I have actually thought about tents for a long time and decided that in most cases a tent is a luxury item. Tents are for camping and backpacking, they are more for comfort than survival. When do you really need a tent? When you are in the middle of the woods and exposed to the elements, and still, there are viable short term alternatives which may be preferable. Most tents are designed to be used with a sleeping bag, I don't know about you but I don't pack a sleeping bag in my BOB, I have one in my truck, but its too bulky for my BOB (I could fasten it to the bag). Unlike an improvised shelter, or a fire bed (warm and toasty), most tents don't mix well with fire, so I can only imagine how miserable a cold night in a tent would be without a sleeping bag. In contrast, for only a fraction of the weight and bulk you can have a few tarps and space blankets, which with some paracord, some leaves and branches, and a fire can make a much nicer and warmer shelter.

Fact is that to survive long term most of us will not want to be caught out in the woods without much better shelter than a tent. People go out into the woods with a tent today for vacation looking to escape the world, but after a SHTF its not nature we will be looking for but supplies and security, so while we seek to escape high population areas most of us will still seek shelter in structures or at least vehicles. If necessity requires it and we are caught in the woods for a night we could make just as easily make a shelter out of a tarp, or even just leaves and branches.


----------



## bugoutbob (Nov 11, 2012)

A good canvas tent with a wood stove will keep you toasty at -40. Unfortunately, it is pretty tough to carry around


----------



## Padre (Oct 7, 2011)

jpadams said:


> What and how is the best way (things) to build a shelter, while on the go??? what kind of things should we put into a bug out bucket to help with that end of things as well as being useful for most anything else.. (I am a huge multitask er kind of person)

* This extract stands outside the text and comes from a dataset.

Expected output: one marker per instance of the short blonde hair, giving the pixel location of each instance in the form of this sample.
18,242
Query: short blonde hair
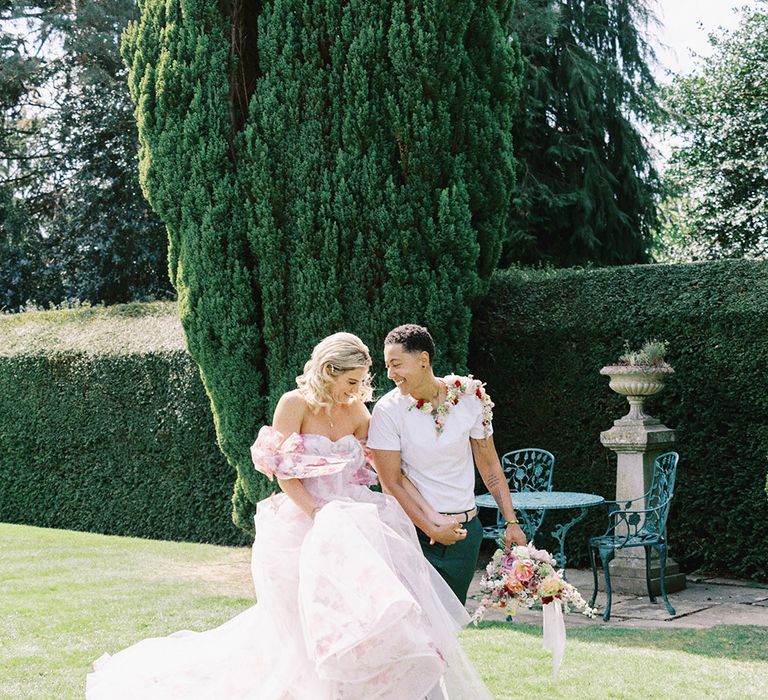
339,353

So to answer the OP: Especially in a cold environ like the NE I am a big fan of the fire bed, you dig a man size pit about 10 inches down (*shovel*), build a fire (*kindling, matches, fire starters, flint, hatchet, etc*)to cook on, when you are ready to sleep you rake the coals across the pit, cover them with dirt a few inches of it at least, and sleep on top of that. A simple *tarp* lean to atop of the fire bed to keep off water will round off the shelter nicely and keep you toasty and dry. If you don't have the time or effort to build the fire bed a simple fire with a two sided tarp lean two will also work (but won't keep you nearly as warm). The key to any shelter is to insulate the bottom of the shelter against heat loss into the ground, so having a few tarps or space blanket is a must. Personally I think that with a fire kit, shovel, camp axe, some tarps, and cord you can be just as comfortable as in any tent. Add some *food* in the form of MREs or DATREX food bars, and some potable water (* a filter or tablets and a container* to collect and boil it, and the *knife* that you carry with you always, and you have a pretty food start for a bug out kit.



bugoutbob said:


> A good canvas tent with a wood stove will keep you toasty at -40. Unfortunately, it is pretty tough to carry around


If its cold enough and there is snow on the ground you can use the snow with a tarp liner as a shelter with a fire just outside the opening. You've just gotta be careful because a fire can causes too much melting, and wetness, in the snow...


----------



## Attila (Jan 30, 2011)

Fire can also be a beacon. In a SHTF scenario light security at at twilight and dark will be important. A good wool Army blanket is a good choice for a BOB. Wool, even when wet will retain some insulating properties.


----------



## jsriley5 (Sep 22, 2012)

In Lieu of a tent I have a wool blanket with a hole cut out poncho style and a millitary nylon poncho to go over it. If it s bad enough I"m buggin out I"m not laying down and falling sound asleep until I get to somthing safe. I may not be able to prevent nodding off a little but I shouldn't be too sound asleep to hear movement. If I have company and can actually lay down I have another pncho with a liner in it. I can fabricate enough shelter with the ponchos and sleep well enough with the liner and wool blanket.. I also have a tube tent in the Bob probaby break that out if I was gaonna stay oin one place for a lil bit, especially if I was laying up due to bad weather. Or if I was stopping somwhere to build a better long term shelter like if I was up north and needing to stop and layin supplies for a winter and build somthing better for a northern winter. Probably use it to better weatherproof the roof of that structure when it is almost done and the roof is going on. I can take or leave teh hatchet especially if I"m gonna have the shovel, I bit would strongly reccomend a folding bow saw for wood gathering and shelter construction. And the good solid knife as mentioned. I do have a trail hawk on my BoB bit if I had to cut weight it would be one of the first things to go. you can hammer with anything a piece of green log you cut, THe shovel, Or a Big rock.


----------



## jpadams (Sep 7, 2012)

Well as wonderful as a tent sounds, but truthfully, it isn't very practical out in the wilderness in a flight situation.... And neither is a hammock, good ideas, but just not very useful with a family of 4 and you have to hit the road...
I think I am going to look into making a shelter that is something like on the tv show survivor.. Something that can be made on the fly and left in a hurry if needed.. 
But there are many great ideas here.. Just not what I am looking for, at the moment 
Peace


----------



## hiwall (Jun 15, 2012)

Folding saw or bow saw is very useful. I think the hatchet is worth while also.


----------